In particolare, il Tribunale ha illustrato le ragioni per cui non poteva ravvisarsi un possesso qualificato in capo agli opponenti, meri detentori del Castello e dei beni mobili ivi custoditi, e per cui le prove dedotte non potevano ritenersi rilevanti; e di tali statuizioni la censura non si fa carico attraverso specifiche deduzioni.

4. In conclusione, il ricorso va dichiarato inammissibile.

Le spese seguono la soccombenza nella misura liquidata in dispositivo.

Va dato atto della sussistenza dei presupposti processuali per il versamento, da parte del ricorrente ai sensi del D.P.R. n. 115 del 2002, art. 13, comma 1 quater, nel testo introdotto dalla L. n. 228 del 2012, art. 1, comma 17, di un ulteriore importo a titolo di contributo unificato, in misura pari a quello, ove dovuto, per il ricorso, a norma dello stesso art. 13, comma 1 bis (Cass.
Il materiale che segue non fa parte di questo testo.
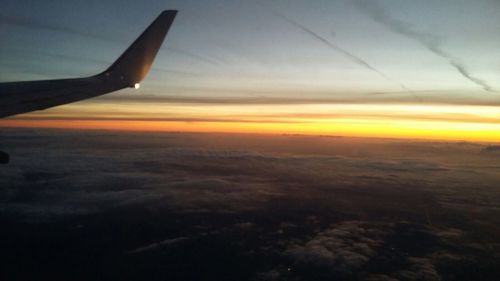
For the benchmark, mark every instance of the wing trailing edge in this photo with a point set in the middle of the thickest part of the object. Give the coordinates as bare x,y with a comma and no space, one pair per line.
130,68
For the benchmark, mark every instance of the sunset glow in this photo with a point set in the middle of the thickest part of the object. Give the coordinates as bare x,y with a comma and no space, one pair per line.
470,123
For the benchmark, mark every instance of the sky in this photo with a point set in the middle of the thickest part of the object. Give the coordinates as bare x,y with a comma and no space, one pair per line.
382,68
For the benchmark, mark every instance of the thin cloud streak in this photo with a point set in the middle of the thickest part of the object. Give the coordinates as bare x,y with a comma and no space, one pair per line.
430,41
370,98
344,52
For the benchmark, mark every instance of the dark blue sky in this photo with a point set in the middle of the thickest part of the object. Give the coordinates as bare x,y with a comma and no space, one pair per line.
235,59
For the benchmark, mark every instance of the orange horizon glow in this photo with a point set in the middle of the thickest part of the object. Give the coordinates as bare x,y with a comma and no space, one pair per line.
347,128
427,122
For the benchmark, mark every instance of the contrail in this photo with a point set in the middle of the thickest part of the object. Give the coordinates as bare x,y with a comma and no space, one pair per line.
430,41
346,53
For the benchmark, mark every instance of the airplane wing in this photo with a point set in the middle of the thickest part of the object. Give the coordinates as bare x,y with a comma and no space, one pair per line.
127,71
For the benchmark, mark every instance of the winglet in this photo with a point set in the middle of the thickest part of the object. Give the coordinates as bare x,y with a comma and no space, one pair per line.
133,65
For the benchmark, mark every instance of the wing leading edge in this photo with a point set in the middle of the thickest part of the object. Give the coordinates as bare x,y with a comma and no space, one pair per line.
130,68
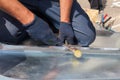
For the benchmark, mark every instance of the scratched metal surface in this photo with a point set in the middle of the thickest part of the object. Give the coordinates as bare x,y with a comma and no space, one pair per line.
54,63
100,61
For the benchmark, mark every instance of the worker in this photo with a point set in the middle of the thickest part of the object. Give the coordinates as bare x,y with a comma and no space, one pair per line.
27,18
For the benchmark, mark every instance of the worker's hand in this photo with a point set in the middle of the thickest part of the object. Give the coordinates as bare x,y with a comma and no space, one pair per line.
66,33
40,31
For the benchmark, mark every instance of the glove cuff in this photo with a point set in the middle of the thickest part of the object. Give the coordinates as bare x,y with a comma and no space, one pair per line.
31,23
64,23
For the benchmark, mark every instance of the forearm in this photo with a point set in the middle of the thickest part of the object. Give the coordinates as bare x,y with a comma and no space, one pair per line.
17,10
65,10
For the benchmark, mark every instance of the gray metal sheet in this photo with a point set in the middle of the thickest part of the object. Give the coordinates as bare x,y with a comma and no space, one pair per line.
57,63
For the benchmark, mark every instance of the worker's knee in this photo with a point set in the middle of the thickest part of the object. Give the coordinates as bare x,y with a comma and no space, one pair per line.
85,40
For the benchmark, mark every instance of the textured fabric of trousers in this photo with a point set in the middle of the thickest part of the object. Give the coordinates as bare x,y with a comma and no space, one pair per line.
50,9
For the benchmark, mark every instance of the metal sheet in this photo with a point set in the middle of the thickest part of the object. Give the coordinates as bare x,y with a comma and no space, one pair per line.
57,63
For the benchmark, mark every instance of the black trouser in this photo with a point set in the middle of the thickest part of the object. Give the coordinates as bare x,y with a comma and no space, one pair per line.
83,28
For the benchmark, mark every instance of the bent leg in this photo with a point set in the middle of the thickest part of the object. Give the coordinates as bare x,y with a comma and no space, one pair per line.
83,28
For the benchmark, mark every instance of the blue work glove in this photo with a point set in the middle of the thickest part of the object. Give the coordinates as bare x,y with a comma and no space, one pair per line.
66,33
40,31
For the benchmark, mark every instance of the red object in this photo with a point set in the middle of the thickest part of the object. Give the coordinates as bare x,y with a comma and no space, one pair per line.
105,16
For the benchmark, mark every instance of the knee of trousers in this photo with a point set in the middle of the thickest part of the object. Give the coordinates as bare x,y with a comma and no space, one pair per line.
85,39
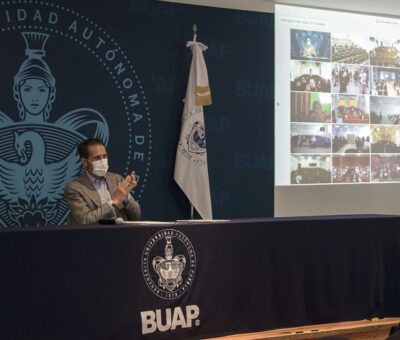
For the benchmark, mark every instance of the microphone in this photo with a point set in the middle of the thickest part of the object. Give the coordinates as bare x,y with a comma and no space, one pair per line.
117,220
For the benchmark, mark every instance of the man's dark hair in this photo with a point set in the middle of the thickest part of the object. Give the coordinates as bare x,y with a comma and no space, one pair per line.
83,148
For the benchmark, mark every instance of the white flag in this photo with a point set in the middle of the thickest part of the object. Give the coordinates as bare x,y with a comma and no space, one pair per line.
191,171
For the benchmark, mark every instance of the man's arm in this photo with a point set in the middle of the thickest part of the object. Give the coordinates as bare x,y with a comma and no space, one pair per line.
132,209
80,211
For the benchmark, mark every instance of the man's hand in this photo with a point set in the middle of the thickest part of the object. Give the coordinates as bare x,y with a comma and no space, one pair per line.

S.U. n. 23535 del 20/9/2019).

P.Q.M.

– Dichiara inammissibile il ricorso;

– Condanna il ricorrente alla rifusione delle spese processuali che liquida in Euro 7.000,00=, oltre Euro 200,00= per esborsi, spese generali liquidate forfettariamente nella misura del 15% ed accessori di legge;

– Dà atto della sussistenza dei presupposti processuali per il versamento, da parte del ricorrente, ai sensi del D.P.R. n. 115 del 2002, art. 13, comma 1 quater, nel testo introdotto dalla L. n. 228 del 2012, art. 1, comma 17, di un ulteriore importo a titolo di contributo unificato, in misura pari a quello, ove dovuto, per il ricorso, a norma dello stesso art. 13, comma 1 bis.

Così deciso in Roma, il 13 gennaio 2022.